About us / Contact

The Classical Music Network

CD

Europe : Paris, Londn, Zurich, Geneva, Strasbourg, Bruxelles, Gent
America : New York, San Francisco, Montreal                       WORLD


Newsletter
Your email :

 

Back

08/15/2014
Edward Elgar : The Dream of Gerontius, opus 38 – Symphonie n° 1 en la bémol majeur, opus 55
Michelle Breedt (mezzo-soprano), Peter Auty (ténor), John Hancock (baryton), Collegium Vocale Gent, deFilharmonie, Edo de Waart (direction)
Enregistré à Antwerp (février 2013) – 142’25
Album de deux SACD PentaTone Classics PTC 5186 472 – Notice trilingue, textes non inclus


 Sélectionné par la rédaction







En 1899, peu après la composition des Variations Enigma (opus 36, 1898-1899), l’une de ses partitions les plus originales et les plus réussies, Sir Edward Elgar (1857-1934) entreprenait son opus 38, Le Songe de Géronte. A son achèvement en 1900, clairvoyant, il le déclarait pénétré du « meilleur de lui-même» («This is the best of me»).


Henry Newman (1801-1890), cardinal, logicien, polémiste brillant et poète, fervent catholique en pays anglican, publia en 1864 le poème The Dream of Gerontius.
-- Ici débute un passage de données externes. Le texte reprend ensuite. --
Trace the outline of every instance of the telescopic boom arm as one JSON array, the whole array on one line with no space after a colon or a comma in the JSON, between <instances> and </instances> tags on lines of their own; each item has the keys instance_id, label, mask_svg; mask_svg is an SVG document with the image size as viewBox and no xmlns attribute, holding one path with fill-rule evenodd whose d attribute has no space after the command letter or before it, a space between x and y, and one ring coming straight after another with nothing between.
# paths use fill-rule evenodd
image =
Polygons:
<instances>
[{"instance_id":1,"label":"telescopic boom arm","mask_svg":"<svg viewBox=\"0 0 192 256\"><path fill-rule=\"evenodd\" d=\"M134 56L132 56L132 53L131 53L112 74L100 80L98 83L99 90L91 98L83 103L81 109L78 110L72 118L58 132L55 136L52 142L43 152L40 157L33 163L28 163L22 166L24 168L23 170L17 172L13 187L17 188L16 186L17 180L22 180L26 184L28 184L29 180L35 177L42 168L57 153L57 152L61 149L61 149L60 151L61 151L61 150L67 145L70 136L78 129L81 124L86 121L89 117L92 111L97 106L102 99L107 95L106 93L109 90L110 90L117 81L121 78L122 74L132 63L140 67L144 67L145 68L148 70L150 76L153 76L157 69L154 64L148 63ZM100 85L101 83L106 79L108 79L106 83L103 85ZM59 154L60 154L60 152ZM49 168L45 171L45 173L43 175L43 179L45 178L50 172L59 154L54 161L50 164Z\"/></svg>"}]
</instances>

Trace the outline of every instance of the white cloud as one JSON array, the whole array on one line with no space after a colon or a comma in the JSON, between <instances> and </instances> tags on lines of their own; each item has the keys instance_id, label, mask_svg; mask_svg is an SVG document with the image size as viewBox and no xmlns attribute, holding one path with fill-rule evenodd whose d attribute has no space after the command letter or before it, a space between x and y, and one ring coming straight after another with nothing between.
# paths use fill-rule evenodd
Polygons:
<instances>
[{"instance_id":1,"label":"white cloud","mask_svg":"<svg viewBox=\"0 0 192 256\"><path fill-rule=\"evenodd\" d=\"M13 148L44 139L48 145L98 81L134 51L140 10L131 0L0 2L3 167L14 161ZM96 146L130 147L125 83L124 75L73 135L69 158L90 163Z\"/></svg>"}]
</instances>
Elgar, catholique également, le connaissait sans doute depuis l’enfance mais le dessein de le mettre en musique ne se concrétisa qu’à l’occasion d’une commande pour le festival de Birmingham 1900. Lyrique et d’une sensibilité extrême, le poème décrit dans la première partie le passage de la vie à la mort et, dans la seconde, l’errance de l’âme jusqu’au purgatoire. Le compositeur s’en inspira pour écrire une œuvre fortement intériorisée, un poème mystique à la fois symphonique et vocal auquel il refusa que soient associés les termes «oratorio» ou «cantate», genres alors très à la mode. Effectivement, la forme en est plus dramatisée dans le sens où ce n’est pas sous forme de témoignages – les personnages interviennent directement, ce jusqu’au chœur qui assume les rôles des proches de Géronte, d’anges, de démons et d’âmes au purgatoire, sa fonction loin de celui du chœur antique. Comme le musicologue Bruno Moysan l’exprime si bien, la composition évite, cependant, «toute forme de dramatisme rhétorique» grâce à «la maîtrise, de la part d’Elgar, de la relation entre écriture contrapuntique, mobilité harmonique et orchestration», essentielle pour la mener à bien.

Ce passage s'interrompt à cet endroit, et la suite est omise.